In [6]:
import pandas as pd
pd.options.plotting.backend = "plotly"
pd.options.mode.chained_assignment = None  # default='warn'
import numpy as np
from sklearn.preprocessing import MinMaxScaler, StandardScaler
import sklearn.ensemble
from sklearn.linear_model import LinearRegression
import lightgbm as lgb

import datetime
from src.utils import setup_folders, shift1

# have to run pip install -e . before running
from src.utils import setup_folders, return_static_features, return_dynamic_features
from src.features.build_features import build_features, build_features_LSTM, build_features_fullday
from src.models.deterministic.models import RF, LR, LGB, Persistence, my_LSTM
from src.visualization.evaluate import calculate_metric_horizons, calculate_metric_horizon_windows, calculate_metric_horizons_all_models
from src.visualization.visualize import plot_horizons, plot_scatterplot, plot_test_day, plot_mean_std_error_multiple_models

import warnings
warnings.filterwarnings(action="ignore", message=r'.*Use subset.*of np.ndarray is not recommended')

# Select plant + tech

In [7]:
plant = "HPP1"
tech = "agr"

In [8]:
### We load the data
if plant == "Nazeerabad":
    # Load the data
    path = "../../data/processed/Nazeerabad/Nazeerabad_OBS_METEO_30min.csv"
    df = pd.read_csv(path, sep = ";", parse_dates = True, index_col = [0])

elif plant == "HPP1":
    path = "../../data/processed/HPP1/HPP1_OBS_METEO_30min.csv"
    df = pd.read_csv(path, sep = ";", parse_dates = True, index_col = [0])

# Build features

In [10]:
 ### We build the features
features, targets, meteo_features, obs_features  = return_dynamic_features(plant, tech)
dt_train, dt_test, X_train, X_test, Y_train, Y_test, features, horizon_train, horizon_test = build_features(df, features, targets, horizon = None)
print(dt_train.shape, dt_test.shape, X_train.shape, X_test.shape, Y_train.shape, Y_test.shape)

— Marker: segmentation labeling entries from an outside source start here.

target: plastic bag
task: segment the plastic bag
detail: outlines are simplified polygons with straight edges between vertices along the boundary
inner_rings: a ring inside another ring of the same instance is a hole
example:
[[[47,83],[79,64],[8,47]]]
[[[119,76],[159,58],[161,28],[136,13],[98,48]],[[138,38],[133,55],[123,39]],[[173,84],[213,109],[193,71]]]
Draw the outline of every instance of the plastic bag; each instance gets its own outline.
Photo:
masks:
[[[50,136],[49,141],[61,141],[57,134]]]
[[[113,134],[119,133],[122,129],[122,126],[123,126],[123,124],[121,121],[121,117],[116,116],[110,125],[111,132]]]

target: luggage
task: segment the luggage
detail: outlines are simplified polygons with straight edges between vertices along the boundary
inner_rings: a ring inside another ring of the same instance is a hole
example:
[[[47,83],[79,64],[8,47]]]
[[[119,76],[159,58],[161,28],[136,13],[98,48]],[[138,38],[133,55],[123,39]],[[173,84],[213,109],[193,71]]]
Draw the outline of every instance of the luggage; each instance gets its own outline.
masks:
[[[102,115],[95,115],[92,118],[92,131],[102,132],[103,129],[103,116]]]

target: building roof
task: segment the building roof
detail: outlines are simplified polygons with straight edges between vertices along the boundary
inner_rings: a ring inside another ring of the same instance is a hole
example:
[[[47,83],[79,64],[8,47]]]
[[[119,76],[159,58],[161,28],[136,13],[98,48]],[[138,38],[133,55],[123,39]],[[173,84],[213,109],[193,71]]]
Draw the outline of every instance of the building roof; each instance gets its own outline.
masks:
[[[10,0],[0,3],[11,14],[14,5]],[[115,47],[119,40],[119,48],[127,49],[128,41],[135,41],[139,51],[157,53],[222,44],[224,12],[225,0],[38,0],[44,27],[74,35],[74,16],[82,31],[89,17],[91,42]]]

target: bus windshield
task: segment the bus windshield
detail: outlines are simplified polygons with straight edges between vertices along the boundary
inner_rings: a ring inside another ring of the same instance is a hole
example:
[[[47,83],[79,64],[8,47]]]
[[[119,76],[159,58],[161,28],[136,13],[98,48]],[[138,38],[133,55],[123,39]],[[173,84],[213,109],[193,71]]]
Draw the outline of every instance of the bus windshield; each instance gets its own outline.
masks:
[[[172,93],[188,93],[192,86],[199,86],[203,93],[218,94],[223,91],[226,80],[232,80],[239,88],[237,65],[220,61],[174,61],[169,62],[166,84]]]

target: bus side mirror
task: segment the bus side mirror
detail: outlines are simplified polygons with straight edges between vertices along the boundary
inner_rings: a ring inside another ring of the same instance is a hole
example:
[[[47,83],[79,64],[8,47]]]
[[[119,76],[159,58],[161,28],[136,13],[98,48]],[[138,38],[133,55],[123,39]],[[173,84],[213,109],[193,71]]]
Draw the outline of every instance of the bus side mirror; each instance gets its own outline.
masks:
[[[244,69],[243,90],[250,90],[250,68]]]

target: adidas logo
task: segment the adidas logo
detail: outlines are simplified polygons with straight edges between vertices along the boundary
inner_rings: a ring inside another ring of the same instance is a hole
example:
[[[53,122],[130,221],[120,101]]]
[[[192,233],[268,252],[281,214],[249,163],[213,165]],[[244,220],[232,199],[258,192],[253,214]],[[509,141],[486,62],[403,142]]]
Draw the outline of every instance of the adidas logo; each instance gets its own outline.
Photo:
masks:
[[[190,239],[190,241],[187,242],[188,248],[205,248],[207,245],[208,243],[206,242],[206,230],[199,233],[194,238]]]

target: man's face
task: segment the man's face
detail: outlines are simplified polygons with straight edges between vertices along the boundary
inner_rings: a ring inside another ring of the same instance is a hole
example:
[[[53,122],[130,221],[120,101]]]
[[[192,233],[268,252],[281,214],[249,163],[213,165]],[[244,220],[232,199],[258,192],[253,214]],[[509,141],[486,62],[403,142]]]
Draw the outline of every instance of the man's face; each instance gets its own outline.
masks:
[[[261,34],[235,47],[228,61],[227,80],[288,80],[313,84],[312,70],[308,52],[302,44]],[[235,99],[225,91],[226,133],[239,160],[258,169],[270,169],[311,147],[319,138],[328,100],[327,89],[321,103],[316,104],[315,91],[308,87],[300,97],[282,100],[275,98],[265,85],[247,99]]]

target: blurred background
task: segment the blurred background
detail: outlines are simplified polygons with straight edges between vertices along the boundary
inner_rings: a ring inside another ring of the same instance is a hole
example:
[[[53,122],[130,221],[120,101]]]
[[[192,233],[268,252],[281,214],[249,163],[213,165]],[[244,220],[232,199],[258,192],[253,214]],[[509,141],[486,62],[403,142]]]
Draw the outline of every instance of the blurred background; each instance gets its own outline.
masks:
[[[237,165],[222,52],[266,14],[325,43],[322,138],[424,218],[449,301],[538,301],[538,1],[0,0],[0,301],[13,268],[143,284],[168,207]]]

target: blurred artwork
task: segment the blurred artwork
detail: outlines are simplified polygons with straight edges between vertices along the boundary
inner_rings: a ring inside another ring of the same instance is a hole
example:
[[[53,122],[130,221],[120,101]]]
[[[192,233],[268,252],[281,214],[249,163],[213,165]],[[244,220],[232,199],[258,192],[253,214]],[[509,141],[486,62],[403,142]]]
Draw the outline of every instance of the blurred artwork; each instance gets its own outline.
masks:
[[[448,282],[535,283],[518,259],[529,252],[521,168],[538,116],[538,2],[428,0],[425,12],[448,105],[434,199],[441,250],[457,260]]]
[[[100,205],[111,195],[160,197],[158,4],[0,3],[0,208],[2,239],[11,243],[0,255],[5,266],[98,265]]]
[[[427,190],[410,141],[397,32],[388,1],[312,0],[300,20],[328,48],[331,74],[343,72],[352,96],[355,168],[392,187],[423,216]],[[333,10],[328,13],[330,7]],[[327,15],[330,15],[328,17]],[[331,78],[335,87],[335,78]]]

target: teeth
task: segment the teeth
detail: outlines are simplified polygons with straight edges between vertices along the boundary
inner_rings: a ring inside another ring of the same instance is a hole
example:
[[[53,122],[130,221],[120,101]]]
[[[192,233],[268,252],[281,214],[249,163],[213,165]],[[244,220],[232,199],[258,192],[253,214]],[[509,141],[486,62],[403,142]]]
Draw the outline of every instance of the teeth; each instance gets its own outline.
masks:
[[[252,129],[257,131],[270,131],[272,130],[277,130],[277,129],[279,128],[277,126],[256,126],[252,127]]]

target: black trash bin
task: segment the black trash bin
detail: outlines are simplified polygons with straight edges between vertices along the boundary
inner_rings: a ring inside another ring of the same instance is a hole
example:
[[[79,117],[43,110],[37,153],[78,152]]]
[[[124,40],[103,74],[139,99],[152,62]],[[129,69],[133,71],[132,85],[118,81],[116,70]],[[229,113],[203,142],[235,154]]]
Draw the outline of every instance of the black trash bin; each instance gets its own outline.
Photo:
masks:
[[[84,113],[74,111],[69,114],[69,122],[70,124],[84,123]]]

(30425,) (12144,) (30425, 29) (12144, 29) (30425,) (12144,)


In [11]:
#features, targets

In [13]:
n_lag = 144; n_out = 48
features, targets, meteo_features, obs_features  = return_dynamic_features(plant, tech)
dt_train_fullday, dt_test_fullday, X_train_fullday, X_test_fullday, Y_train_fullday, Y_test_fullday, features_fullday, targets_fullday = build_features_fullday(df, obs_features, meteo_features, targets, n_lag = n_lag, n_out = n_out, horizon = None)
print(dt_train_fullday.shape, dt_test_fullday.shape, X_train_fullday.shape, X_test_fullday.shape, Y_train_fullday.shape, Y_test_fullday.shape)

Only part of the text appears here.